Parce que Mia n'était pas comme ça. Elle était juste timide. Et aussi, elle avait tendance à se désintéresser facilement. Mais en général, lorsque l'on grattait, elle avait plutôt bon caractère. Elle était joyeuse et loyale. Mais jamais, au grand jamais, elle n'était méchante. Elle pensait à tout cela quand un éclair argenté dans l'herbe, sûrement dû au soleil, piqua sa curiosité. Elle s'avança et trouva une paire de lunettes. Qui avait pu bien laisser un objet aussi important ? Elle repensa à Cassiopé, qu'elle avait totalement chassé de ses pensées un instant, et se dirigea vers le château, la direction que la Gryffondor avait prise. Et en effet, non loin des portes de Poudlard, elle était là - sûrement avait-elle remarqué la disparition. Mia la rejoignit.

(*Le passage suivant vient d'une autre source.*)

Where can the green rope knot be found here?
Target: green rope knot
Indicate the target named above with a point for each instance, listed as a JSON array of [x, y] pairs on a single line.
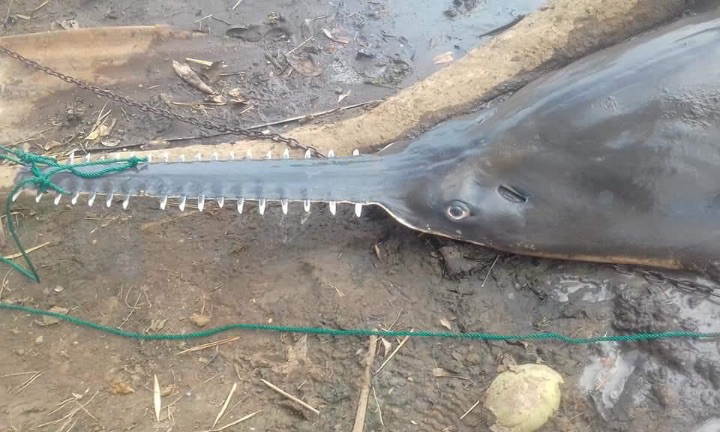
[[43, 183]]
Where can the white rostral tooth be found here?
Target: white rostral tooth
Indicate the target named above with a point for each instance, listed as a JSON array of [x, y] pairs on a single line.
[[332, 204]]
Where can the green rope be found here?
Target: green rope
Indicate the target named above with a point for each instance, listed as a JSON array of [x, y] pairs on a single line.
[[358, 332], [42, 182]]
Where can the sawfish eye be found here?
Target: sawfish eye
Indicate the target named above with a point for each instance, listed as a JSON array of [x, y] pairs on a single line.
[[458, 210]]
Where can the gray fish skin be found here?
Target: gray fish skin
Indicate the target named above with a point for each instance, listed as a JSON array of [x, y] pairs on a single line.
[[614, 158]]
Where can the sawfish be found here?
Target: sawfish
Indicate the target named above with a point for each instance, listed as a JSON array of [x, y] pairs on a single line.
[[614, 158]]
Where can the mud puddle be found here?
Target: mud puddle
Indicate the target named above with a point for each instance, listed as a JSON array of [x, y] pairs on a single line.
[[149, 271]]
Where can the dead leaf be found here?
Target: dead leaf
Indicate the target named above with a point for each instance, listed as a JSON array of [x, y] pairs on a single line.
[[200, 320], [156, 325], [445, 57], [304, 66], [343, 96], [121, 388], [168, 390], [387, 346], [101, 131], [441, 373], [189, 76], [49, 320]]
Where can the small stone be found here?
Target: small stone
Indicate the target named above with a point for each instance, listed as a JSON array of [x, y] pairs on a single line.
[[200, 320]]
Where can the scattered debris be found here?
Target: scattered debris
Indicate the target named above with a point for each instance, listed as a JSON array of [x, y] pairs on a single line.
[[210, 345], [50, 320], [121, 388], [189, 76], [157, 398], [400, 345], [445, 57], [225, 405], [289, 396], [200, 320], [334, 38], [365, 389]]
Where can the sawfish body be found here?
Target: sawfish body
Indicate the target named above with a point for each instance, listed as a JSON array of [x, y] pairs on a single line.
[[614, 158]]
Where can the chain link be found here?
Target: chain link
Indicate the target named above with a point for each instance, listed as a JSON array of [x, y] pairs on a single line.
[[681, 284], [206, 124]]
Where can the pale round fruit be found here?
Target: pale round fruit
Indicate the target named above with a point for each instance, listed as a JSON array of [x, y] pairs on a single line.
[[525, 398]]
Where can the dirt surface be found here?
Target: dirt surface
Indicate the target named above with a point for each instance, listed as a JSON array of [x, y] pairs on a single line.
[[148, 271]]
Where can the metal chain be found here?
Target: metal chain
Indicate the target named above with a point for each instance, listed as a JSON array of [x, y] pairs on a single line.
[[206, 124], [681, 284]]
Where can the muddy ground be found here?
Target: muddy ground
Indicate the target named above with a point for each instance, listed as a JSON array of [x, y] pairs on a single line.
[[148, 271]]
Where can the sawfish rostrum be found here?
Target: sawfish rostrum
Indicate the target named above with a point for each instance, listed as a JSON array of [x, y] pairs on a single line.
[[614, 158]]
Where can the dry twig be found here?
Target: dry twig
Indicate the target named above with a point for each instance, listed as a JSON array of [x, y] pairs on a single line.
[[365, 389]]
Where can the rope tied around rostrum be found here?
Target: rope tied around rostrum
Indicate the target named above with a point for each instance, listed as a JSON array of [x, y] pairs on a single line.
[[42, 180]]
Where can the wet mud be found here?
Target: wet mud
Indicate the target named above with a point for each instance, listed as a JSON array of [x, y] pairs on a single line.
[[150, 271]]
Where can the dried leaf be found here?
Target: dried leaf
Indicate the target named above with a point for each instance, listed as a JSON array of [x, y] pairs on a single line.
[[200, 320], [445, 57], [387, 346], [157, 399], [338, 39], [441, 373], [121, 388], [343, 96], [49, 320], [304, 66], [189, 76], [156, 324]]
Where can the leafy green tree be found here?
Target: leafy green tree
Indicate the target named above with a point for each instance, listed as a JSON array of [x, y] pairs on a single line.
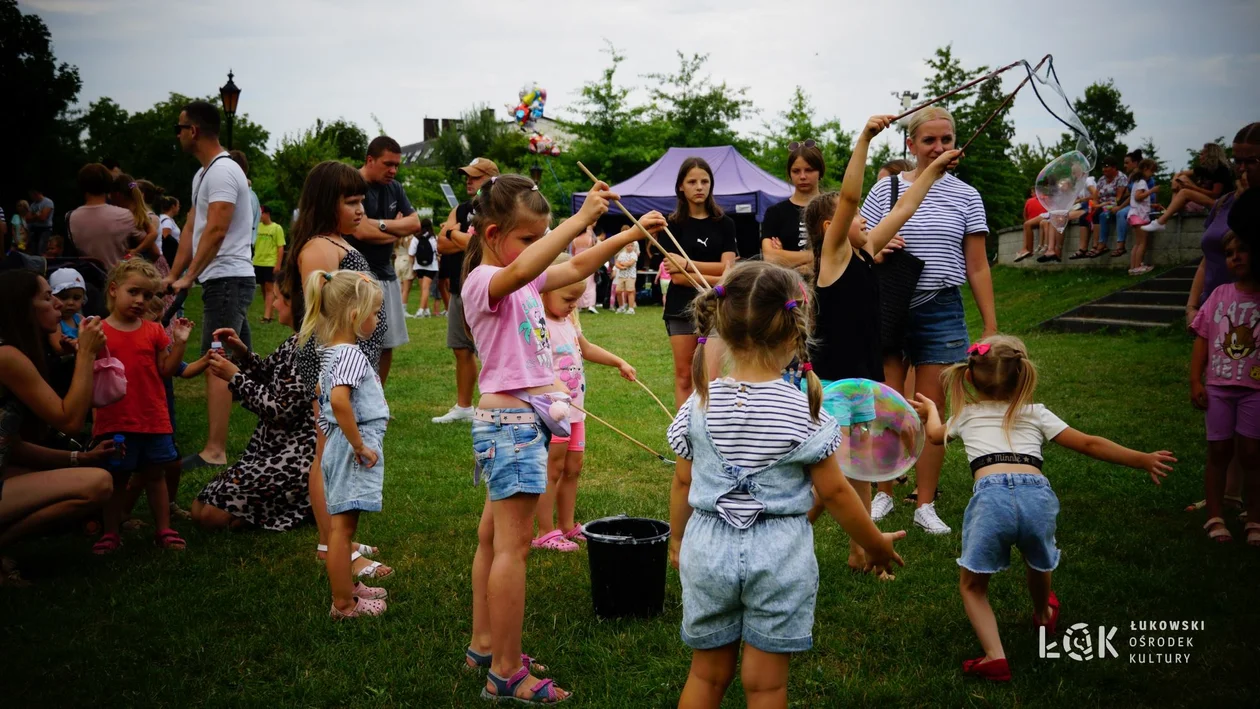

"Tiens, tu as laissé tombé ça, enfin je suppose."

Même si elle n'avait pas voulu, elle avait dit tout cela d'un trait, d'un ton froid et distant - encore. Elle déposa la paire dans les mains de la Griffonne et, sans attendre de réponse de la rouge et or qui devait être éberluée, rentra au château. Ce n'était pas tout, mais elle avait un devoir à finir.

FIN

~ Même le plus petit du serpent a du venin ~
“Les familles, l’été venu, se dirigent vers la mer en y emmenant leurs enfants, dans l’espoir, souvent déçu, de noyer les plus laids.”